I Trust God

If you've read this devotion much you know I love the Psalms. Lately, I've been in Psalm 119. Sometimes, it's nice to read it slow and just digest it. This psalm is of course long, but it's broken up into little bite-size pieces. I've been taking it a chunk at a time. It's easy to tell David had a love for the word of God.

As the psalm unfolds, David continues to talk about the word and how he meditates on it, thinks about it, searches for it, and just generally loves it. Today I focused on verses 41 to 48. But my mind settled on the first two verses this morning.

May Your lovingkindnesses also come to me, O Lord,
Your salvation according to Your word;
So I will have an answer for him who reproaches me,
For I trust in Your word. (vs 41-42)

These two stood out because they stirred up some memories of my past. I recalled a time I was reproached for being ill. A woman literally sat by my bed telling me all the things I was doing wrong. She told me my sin held me in the sick bed and until I repented, I would not be well. I was so weak. I could barely speak. But I would whisper, I trust God.

During that time I held on to Psalm 57:1 and to His promise in Psalm 103 that He would renew my youth like the eagle. I clung to those two verses. I confessed them. Meditated on them and made them my focus. And just like He promised, He raised me up from the deathbed. My mom had planned my funeral - it looked like there was no hope. But He chose to take away my reproach. I had no answer but that I was trusting in God.

Recently, my son's situation, my situation, my family's situation as caregivers was a reproach to some. Later, they said it was just a misunderstanding and they tried to dismiss it as such. But some hurtful things were said to my daughter. A friend's son suffered a brain injury in a terrible accident. My daughter was told to not contact them. The implication was that we obviously didn't have the faith for Chris to be healed so don't contact them or we might make them doubt or cause them fear. Once again I felt that reproach. The emotions of that moment I do not want to relive. Yet, I will still say I trust God. 
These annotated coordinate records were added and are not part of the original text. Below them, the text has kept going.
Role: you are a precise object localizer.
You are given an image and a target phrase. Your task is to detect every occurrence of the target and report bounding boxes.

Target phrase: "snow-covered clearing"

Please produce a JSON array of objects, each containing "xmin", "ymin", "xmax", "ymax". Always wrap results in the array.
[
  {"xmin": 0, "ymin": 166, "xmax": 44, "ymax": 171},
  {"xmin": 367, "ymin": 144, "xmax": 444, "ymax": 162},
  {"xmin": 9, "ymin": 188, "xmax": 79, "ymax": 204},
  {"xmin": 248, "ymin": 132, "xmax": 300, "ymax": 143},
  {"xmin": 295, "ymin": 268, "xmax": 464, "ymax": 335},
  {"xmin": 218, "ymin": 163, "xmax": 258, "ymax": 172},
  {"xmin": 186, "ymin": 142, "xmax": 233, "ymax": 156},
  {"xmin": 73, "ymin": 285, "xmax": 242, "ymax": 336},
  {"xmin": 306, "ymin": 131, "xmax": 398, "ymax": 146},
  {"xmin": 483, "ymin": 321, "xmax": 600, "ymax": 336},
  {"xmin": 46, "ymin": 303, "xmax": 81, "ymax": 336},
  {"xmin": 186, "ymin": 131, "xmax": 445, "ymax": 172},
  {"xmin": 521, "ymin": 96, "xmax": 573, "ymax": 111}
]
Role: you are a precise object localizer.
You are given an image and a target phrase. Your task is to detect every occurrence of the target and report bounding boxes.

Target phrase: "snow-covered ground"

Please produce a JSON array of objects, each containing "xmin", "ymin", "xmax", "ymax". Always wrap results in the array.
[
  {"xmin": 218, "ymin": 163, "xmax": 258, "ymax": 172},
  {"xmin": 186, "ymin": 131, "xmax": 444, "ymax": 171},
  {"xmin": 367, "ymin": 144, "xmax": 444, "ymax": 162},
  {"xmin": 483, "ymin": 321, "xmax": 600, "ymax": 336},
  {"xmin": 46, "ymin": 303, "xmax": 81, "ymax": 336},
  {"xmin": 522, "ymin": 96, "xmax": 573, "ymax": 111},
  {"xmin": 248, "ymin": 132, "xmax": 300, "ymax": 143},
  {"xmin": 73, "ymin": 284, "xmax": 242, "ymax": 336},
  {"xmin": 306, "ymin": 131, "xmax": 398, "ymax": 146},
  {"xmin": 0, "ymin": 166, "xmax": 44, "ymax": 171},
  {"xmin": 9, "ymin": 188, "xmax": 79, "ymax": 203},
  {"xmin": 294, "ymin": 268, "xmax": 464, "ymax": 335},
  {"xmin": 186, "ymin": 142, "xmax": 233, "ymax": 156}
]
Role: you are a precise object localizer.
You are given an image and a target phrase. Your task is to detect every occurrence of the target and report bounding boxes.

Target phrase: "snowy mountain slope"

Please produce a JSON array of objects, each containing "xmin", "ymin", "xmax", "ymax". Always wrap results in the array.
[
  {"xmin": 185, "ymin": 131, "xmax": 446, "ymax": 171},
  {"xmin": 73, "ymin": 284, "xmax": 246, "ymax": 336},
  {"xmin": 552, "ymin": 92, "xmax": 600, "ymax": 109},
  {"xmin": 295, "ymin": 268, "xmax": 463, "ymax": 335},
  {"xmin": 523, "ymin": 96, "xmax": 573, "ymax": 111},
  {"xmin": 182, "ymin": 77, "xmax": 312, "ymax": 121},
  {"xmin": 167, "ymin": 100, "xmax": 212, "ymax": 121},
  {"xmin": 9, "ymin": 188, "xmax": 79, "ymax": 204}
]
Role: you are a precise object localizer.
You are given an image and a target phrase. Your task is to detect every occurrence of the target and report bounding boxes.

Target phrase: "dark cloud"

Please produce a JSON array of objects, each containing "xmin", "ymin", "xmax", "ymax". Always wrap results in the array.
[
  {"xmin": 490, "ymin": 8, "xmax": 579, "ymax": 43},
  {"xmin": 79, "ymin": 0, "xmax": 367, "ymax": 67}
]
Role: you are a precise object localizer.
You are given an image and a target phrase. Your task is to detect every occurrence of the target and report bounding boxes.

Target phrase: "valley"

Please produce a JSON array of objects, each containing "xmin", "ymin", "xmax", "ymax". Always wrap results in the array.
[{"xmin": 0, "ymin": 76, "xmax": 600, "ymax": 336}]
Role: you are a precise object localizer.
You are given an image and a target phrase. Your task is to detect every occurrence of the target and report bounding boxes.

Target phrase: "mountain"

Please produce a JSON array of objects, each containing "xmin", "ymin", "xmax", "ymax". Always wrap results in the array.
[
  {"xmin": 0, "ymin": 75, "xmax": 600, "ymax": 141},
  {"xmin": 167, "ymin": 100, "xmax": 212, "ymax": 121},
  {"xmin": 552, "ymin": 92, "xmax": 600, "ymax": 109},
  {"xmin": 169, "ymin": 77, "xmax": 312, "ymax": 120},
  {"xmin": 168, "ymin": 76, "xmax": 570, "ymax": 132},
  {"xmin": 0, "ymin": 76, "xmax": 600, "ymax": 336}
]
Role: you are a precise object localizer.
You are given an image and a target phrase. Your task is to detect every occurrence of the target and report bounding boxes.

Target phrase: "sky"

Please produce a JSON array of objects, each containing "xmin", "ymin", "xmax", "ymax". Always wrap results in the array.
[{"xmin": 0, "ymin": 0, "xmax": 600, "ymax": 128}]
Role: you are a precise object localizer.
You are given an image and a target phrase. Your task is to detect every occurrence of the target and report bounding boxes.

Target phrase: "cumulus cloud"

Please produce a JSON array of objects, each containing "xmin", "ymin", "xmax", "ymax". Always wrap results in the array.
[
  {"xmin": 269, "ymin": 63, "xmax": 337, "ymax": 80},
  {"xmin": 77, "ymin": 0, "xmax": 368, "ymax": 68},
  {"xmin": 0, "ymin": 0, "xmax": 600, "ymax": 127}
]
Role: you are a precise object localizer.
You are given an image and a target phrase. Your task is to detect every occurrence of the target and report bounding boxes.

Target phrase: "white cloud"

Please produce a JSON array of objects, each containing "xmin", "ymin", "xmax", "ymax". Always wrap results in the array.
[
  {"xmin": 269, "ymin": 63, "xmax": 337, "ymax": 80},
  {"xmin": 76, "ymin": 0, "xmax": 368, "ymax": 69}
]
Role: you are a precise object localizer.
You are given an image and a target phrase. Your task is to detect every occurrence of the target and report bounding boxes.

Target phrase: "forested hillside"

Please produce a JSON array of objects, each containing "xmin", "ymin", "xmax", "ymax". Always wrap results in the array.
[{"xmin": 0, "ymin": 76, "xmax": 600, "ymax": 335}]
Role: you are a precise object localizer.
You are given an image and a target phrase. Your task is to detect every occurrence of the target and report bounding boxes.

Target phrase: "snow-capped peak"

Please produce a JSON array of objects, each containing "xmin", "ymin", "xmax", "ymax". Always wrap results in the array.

Some reproach caregivers. They have no idea. It's been an amazing journey. Of faith. Of hope. Of love. Of self-discovery and God-discovery. But it's not a reproach. I trust He continues to give me answers to those who would bring reproach, those who look down on our situations as if there is no hope. Really. We are filled with hope - His hope carries us through each moment of each day. After nearly 10 years of disappointments, trials, struggles.. I can still say I trust God.

Today, I make that my declaration again - I trust God. No matter what today brings - I will continue to trust Him. I'll meditate on his faithfulness as I continue to trust. I trust God - today and every day. Will you join me?